Questions 1 - 3#

Q1 Graphite lattice#

In a teaching lab experiment to measure the lattice spacing of graphite, the angle at which the electrons diffract is measured as their accelerating voltage \(V\) is changed. By the de-Broglie relationship, the electron’s wavelength is \(\lambda = h/p\) where \(p\) is the momentum. The relationship between kinetic energy and accelerating potential is \(eV = p^2/(2m)\), hence, \(p = 2meV\) where \(e\) is the charge on the electron and \(m\) its mass. Combining the wavelength and Bragg’s law \(n\lambda = 2d\sin(\theta)\), produces the equation for the (first-order diffraction) inter-planar spacing \(d\),

\[\displaystyle d=\frac{h}{\sin(\theta)\sqrt{8meV}}\]

In the experiment, the angle \(\theta\) and the voltage are measured; all the other terms are constants. If the error on the angle is \(\sigma_\theta\) and on the voltage \(\sigma_V\)V, what is the variance on \(d\)? Express the result in terms of \(d^2\).

Strategy: Use equation 20, and differentiate in terms of \(\theta\) and \(V\). Simplify and substitute for \(d\).

Q2 Electrode potential#

The electrode potential \(E\) of a reaction \(A_{ox} + ne^- \to A^-_{red}\) is measured to obtain the ratio of activities of oxidized to reduced species, \(Q = a_{red} /a_{ox}\) via the Nernst equation,

\[\displaystyle E=E^\ominus -\frac{RT}{nF}\ln\left(\frac{a_{red}}{a_{ox}}\right)\]

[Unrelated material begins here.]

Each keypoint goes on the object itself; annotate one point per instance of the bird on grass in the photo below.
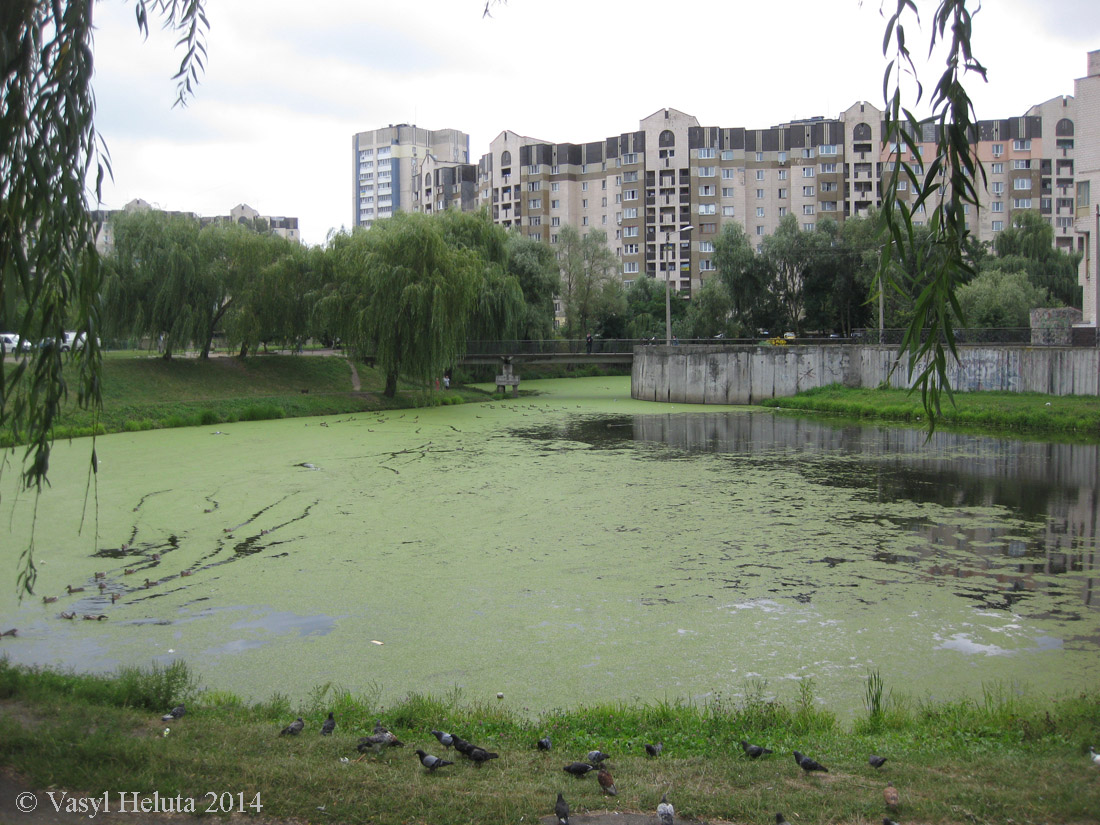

(a) If the standard deviation of the measured potential is \(\sigma_E\) and \(\sigma_T\) on the temperature, calculate how these affect the measured ratio of activities. Simplify the answer.

(b) At a given temperature, where will the standard deviation be smallest?

Q3 Molecular beam#

Barlow (1989) gives an example of errors in a tracking chamber measured in cylindrical polar coordinates, and how they are related to errors in \(x, y\), and \(z\). This question examines a similar situation. In a molecular beam experiment, molecules are photo-dissociated and the image of the fragments, ions, or electrons is observed on a CCD camera at angle \(\theta\) and distance \(r\) from the origin at the centre of the detector, figure 6. This is also in the \(x-y\) plane. There is an error in both \(\theta\) and \(r\) because the laser source has a certain size, and dissociation occurs from a finite volume in space, and because the molecules are themselves moving.

Calculate the error in \(x\) and \(y\) on the surface of the CCD camera.

The cylindrical polar coordinates have to be converted to Cartesians and the conversions are \(x = r\cos(\theta), y = r\sin(\theta)\), and \(z = z\). As the distance to the detector is large and fixed, assume that there is no error in \(z\), and ignore this in the calculation.


Figure 6. Geometry of a molecular beam photo-dissociation experiment and a sketch of an image as it might appear on a CCD camera. The oval shape is a consequence of the polarization of the absorption and rate of dissociation.

Strategy: Write down the \(G\) matrix, which is also the Jacobian transformation between Cartesian and polar coordinates (see Chapter 4.11), and multiply out the matrices.